Wednesday, November 13, 2013

Mélenchon and Les Bonnets Rouges

The battle to harness the political energy of les bonnets rouges is on. Jean-Luc Mélenchon believes that the Breton social movement is in danger of being co-opted by the right and the extreme right. He has called for a demonstration on Dec. 1 against the government's tax policies, which he thinks are at the root of the eruption in Brittany. Meanwhile, however, he has referred to the demonstrators in Quimper as "nigauds" for allowing themselves to march behind the banners of the UMP, the bishopric, and even the Front National. His language is unlikely to win him many friends among the rank and file even if his diagnosis is correct, which there is reason to doubt.

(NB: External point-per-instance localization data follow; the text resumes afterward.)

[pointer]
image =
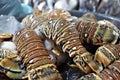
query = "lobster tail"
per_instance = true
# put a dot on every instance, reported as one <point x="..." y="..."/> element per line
<point x="34" y="56"/>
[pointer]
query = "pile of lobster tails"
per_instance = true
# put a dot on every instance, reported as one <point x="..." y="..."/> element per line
<point x="55" y="38"/>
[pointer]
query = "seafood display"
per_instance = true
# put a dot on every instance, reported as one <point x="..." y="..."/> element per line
<point x="110" y="73"/>
<point x="34" y="56"/>
<point x="49" y="38"/>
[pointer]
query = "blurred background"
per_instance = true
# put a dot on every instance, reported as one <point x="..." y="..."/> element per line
<point x="21" y="8"/>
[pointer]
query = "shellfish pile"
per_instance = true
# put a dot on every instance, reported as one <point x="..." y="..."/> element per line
<point x="49" y="38"/>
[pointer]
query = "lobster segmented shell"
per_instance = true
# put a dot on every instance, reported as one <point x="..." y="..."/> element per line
<point x="65" y="35"/>
<point x="35" y="57"/>
<point x="107" y="54"/>
<point x="112" y="72"/>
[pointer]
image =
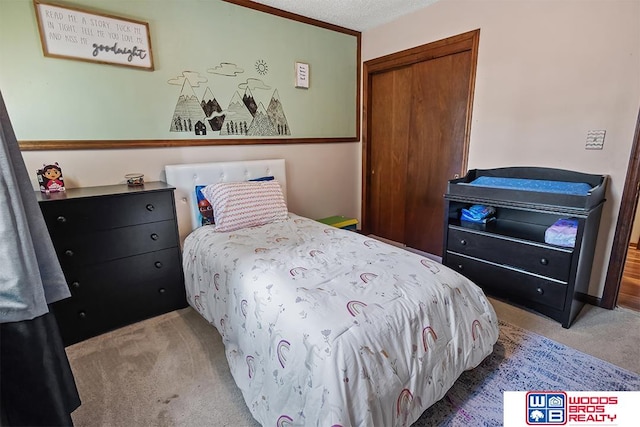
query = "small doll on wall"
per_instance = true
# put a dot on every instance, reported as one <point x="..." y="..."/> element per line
<point x="50" y="178"/>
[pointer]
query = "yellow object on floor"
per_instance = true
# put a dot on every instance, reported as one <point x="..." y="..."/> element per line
<point x="340" y="222"/>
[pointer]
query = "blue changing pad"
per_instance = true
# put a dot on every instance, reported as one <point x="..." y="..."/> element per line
<point x="561" y="187"/>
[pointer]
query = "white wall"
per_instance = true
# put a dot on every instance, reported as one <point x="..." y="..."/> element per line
<point x="321" y="178"/>
<point x="548" y="71"/>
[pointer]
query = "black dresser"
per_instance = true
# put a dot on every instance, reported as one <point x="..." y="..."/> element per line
<point x="508" y="256"/>
<point x="120" y="253"/>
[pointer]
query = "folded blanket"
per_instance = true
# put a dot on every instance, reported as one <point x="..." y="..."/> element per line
<point x="478" y="213"/>
<point x="562" y="233"/>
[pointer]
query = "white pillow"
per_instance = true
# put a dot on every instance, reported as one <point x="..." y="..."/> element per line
<point x="245" y="204"/>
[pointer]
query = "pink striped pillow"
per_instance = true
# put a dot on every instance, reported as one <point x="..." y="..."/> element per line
<point x="245" y="204"/>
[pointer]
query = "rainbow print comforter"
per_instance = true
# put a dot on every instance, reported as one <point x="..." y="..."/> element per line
<point x="326" y="327"/>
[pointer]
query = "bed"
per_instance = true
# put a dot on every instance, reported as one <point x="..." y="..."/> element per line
<point x="324" y="326"/>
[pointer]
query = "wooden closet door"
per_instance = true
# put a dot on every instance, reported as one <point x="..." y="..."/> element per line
<point x="436" y="145"/>
<point x="389" y="133"/>
<point x="417" y="120"/>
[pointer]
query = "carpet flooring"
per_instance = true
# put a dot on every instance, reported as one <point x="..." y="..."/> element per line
<point x="171" y="371"/>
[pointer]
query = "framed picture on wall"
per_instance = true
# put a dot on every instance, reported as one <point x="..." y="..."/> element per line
<point x="72" y="33"/>
<point x="302" y="75"/>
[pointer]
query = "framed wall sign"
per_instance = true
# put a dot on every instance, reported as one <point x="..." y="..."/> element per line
<point x="302" y="75"/>
<point x="73" y="33"/>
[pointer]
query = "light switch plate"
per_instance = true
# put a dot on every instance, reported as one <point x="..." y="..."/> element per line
<point x="595" y="139"/>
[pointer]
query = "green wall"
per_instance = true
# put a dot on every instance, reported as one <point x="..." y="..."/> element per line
<point x="62" y="99"/>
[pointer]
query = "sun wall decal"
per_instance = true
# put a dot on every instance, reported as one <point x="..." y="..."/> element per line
<point x="261" y="67"/>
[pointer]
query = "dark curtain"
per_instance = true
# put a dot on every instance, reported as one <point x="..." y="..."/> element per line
<point x="37" y="384"/>
<point x="37" y="387"/>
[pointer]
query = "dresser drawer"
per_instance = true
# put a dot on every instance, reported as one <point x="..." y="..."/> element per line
<point x="82" y="318"/>
<point x="543" y="260"/>
<point x="514" y="284"/>
<point x="117" y="279"/>
<point x="113" y="294"/>
<point x="95" y="247"/>
<point x="103" y="213"/>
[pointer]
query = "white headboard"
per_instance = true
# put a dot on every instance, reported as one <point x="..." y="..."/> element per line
<point x="185" y="177"/>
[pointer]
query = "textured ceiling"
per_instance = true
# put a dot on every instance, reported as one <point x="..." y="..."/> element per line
<point x="359" y="15"/>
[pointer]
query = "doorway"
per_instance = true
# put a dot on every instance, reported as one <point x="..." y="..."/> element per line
<point x="624" y="224"/>
<point x="417" y="120"/>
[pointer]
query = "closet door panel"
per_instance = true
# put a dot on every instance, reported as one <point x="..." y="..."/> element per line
<point x="390" y="127"/>
<point x="436" y="146"/>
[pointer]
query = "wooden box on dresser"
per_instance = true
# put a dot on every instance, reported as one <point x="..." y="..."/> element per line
<point x="508" y="256"/>
<point x="119" y="249"/>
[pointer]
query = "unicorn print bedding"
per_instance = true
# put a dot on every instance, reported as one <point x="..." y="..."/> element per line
<point x="326" y="327"/>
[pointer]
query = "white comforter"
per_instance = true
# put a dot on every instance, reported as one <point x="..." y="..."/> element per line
<point x="325" y="327"/>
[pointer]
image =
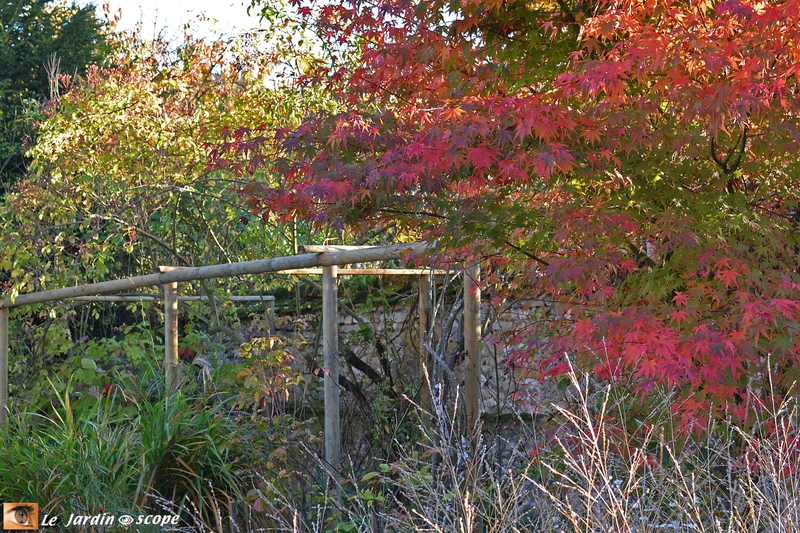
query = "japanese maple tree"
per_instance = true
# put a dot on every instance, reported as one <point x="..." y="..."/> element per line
<point x="632" y="163"/>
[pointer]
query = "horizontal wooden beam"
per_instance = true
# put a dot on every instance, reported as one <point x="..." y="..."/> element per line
<point x="366" y="271"/>
<point x="148" y="298"/>
<point x="344" y="257"/>
<point x="324" y="248"/>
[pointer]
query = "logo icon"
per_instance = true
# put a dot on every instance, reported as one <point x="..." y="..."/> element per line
<point x="20" y="516"/>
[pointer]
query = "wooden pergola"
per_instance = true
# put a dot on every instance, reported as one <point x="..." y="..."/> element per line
<point x="316" y="260"/>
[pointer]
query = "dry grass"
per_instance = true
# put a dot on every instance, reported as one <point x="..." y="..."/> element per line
<point x="588" y="476"/>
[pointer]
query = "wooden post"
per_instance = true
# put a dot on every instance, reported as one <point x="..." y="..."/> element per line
<point x="3" y="367"/>
<point x="171" y="366"/>
<point x="330" y="349"/>
<point x="424" y="323"/>
<point x="472" y="337"/>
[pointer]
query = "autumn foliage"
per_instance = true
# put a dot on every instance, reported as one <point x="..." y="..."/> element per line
<point x="632" y="164"/>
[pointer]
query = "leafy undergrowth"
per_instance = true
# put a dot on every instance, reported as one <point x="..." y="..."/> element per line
<point x="584" y="475"/>
<point x="174" y="455"/>
<point x="240" y="455"/>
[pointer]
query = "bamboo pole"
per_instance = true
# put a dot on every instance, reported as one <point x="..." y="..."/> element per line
<point x="424" y="323"/>
<point x="330" y="349"/>
<point x="377" y="253"/>
<point x="171" y="365"/>
<point x="3" y="367"/>
<point x="365" y="271"/>
<point x="472" y="336"/>
<point x="149" y="298"/>
<point x="324" y="248"/>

The UMP and FN are chipping away at the same mother lode as Mélenchon himself. There is genuine popular anger in Brittany, and it remains to be seen whether any politician has the right mix of allures to win its favor. Mélenchon is of course continuing his quest to prevent the ras-le-bol sentiment from driving yet another contingent of the working class into the arms of the extreme right. It's a Sisyphean task, especially when the anger is now directed against a government of the Left, as Mélenchon recognizes:
Les Français ont porté au pouvoir en mai 2012 un gouvernement de gauche. Ils pouvaient donc s’attendre à ce que soit mise en œuvre une politique de gauche. Il en existe certes de nombreuses variétés, mais elles ont toutes, habituellement, un dénominateur commun : elles visent à promouvoir une politique de la demande, dont la logique est la satisfaction plus ou moins étendue des besoins de la société, et non une politique de l’offre, dont la logique est de produire n’importe quoi, n’importe comment sur le plus grand marché possible.
Unfortunately, when one asks the question that is begged here, namely, "What is preventing the government from adopting a demand-side rather than a supply-side policy?" Le Pen has a ready though deeply problematic answer that Mélenchon is obliged to reject. It's the EU, she says, and France should get out of it. Mélenchon rightly refuses this facile answer, but many of the demonstrators he would like to win over probably find it more plausible than his insistence that a more social Europe is possible. So he is hoist by his own petard--despite his insistence that he needs no lessons about social movements from people who have never participated in one. As one who has participated, he of all people should recognize that rational argument does not always carry the day.